Le Conseil fédéral tient à préciser qu'il n'est pas sans ignorer, en la jugeant inacceptable, la pratique qui a cours dans certains cantons et qui consiste à mettre une partie des frais de soins à la charge directe des assurés, procédé qui contrevient non seulement au principe de la protection tarifaire, mais entraîne également des conséquences tant au niveau des prestations complémentaires, parfois mises à contribution en raison de ce seul fait, qu'au niveau des allocations pour impotents, souvent facturées sans justification à l'assuré en sus des frais des prestations de soins et des frais sociohôteliers. À ce sujet, le Conseil fédéral rappelle que, dans sa décision du 20 décembre 2000 concernant divers recours en matière de tarifs EMS dans le canton de Vaud, il s'est prononcé contre le report des prestations de soins non pris en charge par les assureurs-maladie sur les tarifs sociohôteliers en raison de la protection tarifaire selon l'art. 44, al. 1er, LAMal, à laquelle sont soumis les soins pris en charge par l'assurance de base en vertu notamment de l'art. 7, al. 2, OPAS et qui vise justement à éviter que les assurés ne reçoivent une facture supplémentaire pour des prestations accordées selon la LAMal. S'agissant des allocations pour impotents, le Conseil fédéral s'est clairement prononcé dans cette même décision contre le principe selon lequel les personnes en séjour de longue ou de courte durée au bénéfice d'une allocation pour impotents versent à l'établissement qui les héberge un supplément égal au montant mensuel de cette allocation.
En dernier lieu, le Conseil fédéral tient à signaler l'élaboration en cours, suite au classement de l'initiative parlementaire Rychen 97.402 du 6 mars 1997, demandant l'adoption de mesures temporaires contre l'augmentation des coûts dans l'assurance obligatoire des soins, d'un concept sur le financement du domaine des soins prodigués en EMS ou à domicile. Au nombre des éléments pris en considération dans ce concept, il faut préciser que les prestations complémentaires de l'AVS/AI et la prestation d'assistance prévue dans le cadre de la 4e révision de l'AI seront également incluses.

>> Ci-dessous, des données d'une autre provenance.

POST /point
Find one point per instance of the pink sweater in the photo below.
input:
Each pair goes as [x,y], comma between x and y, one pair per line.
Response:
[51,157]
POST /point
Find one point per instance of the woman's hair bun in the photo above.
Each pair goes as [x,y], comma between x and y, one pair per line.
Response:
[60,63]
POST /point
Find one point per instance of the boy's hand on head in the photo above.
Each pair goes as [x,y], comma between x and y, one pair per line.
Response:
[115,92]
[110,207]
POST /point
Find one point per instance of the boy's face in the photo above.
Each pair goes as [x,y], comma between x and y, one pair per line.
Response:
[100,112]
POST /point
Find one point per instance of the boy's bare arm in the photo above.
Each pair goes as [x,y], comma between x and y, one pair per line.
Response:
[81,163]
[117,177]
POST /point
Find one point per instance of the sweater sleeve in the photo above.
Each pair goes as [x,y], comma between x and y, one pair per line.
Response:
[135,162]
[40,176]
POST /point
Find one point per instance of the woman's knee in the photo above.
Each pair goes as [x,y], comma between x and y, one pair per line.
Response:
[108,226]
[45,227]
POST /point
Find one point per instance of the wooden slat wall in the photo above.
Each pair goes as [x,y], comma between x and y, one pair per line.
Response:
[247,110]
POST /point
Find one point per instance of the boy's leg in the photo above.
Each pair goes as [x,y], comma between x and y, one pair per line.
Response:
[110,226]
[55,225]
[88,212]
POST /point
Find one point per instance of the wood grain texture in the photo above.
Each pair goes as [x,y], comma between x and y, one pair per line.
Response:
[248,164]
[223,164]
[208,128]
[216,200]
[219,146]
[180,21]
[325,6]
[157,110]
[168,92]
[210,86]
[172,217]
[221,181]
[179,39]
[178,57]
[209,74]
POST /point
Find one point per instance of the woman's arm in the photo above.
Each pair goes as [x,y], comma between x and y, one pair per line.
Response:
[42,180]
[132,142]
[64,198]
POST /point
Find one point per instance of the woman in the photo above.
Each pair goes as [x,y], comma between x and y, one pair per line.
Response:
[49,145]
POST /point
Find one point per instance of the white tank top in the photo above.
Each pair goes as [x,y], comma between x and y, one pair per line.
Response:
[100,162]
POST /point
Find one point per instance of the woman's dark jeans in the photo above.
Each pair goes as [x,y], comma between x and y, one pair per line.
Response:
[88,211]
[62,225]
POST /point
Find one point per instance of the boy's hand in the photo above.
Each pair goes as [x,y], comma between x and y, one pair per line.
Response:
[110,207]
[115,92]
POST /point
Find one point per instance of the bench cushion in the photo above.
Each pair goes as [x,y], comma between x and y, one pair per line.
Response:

2. Le Conseil fédéral tient à préciser tout d'abord que le projet d'ordonnance sur le calcul des coûts et le classement des prestations (OCP) ne prévoit pas seulement une comptabilité par centre de charges (Kostenstellenrechnung), mais une comptabilité analytique complète, c'est-à-dire incluant les charges par nature (Kostenartenrechnung), les centres de charges et les unités finales d'imputation (Kostenträgerrechnung) et cela afin de parvenir à la transparence des coûts exigée par la LAMal. En relation avec la question de l'état d'avancement des travaux de rédaction de l'OCP, il y a lieu de préciser qu'une conférence sous forme de consultation réunissant des représentants des cantons et des organisations intéressées a été organisée le 2 février 2001 à l'instigation du DFI. Un nouveau projet d'ordonnance, tenant compte notamment de certaines remarques formulées à cette occasion, est actuellement en préparation. Il est prévu d'organiser cet été une consultation écrite auprès des cercles intéressés. Il est donc permis de compter avec une entrée en vigueur de la nouvelle ordonnance dans le courant de l'année 2002.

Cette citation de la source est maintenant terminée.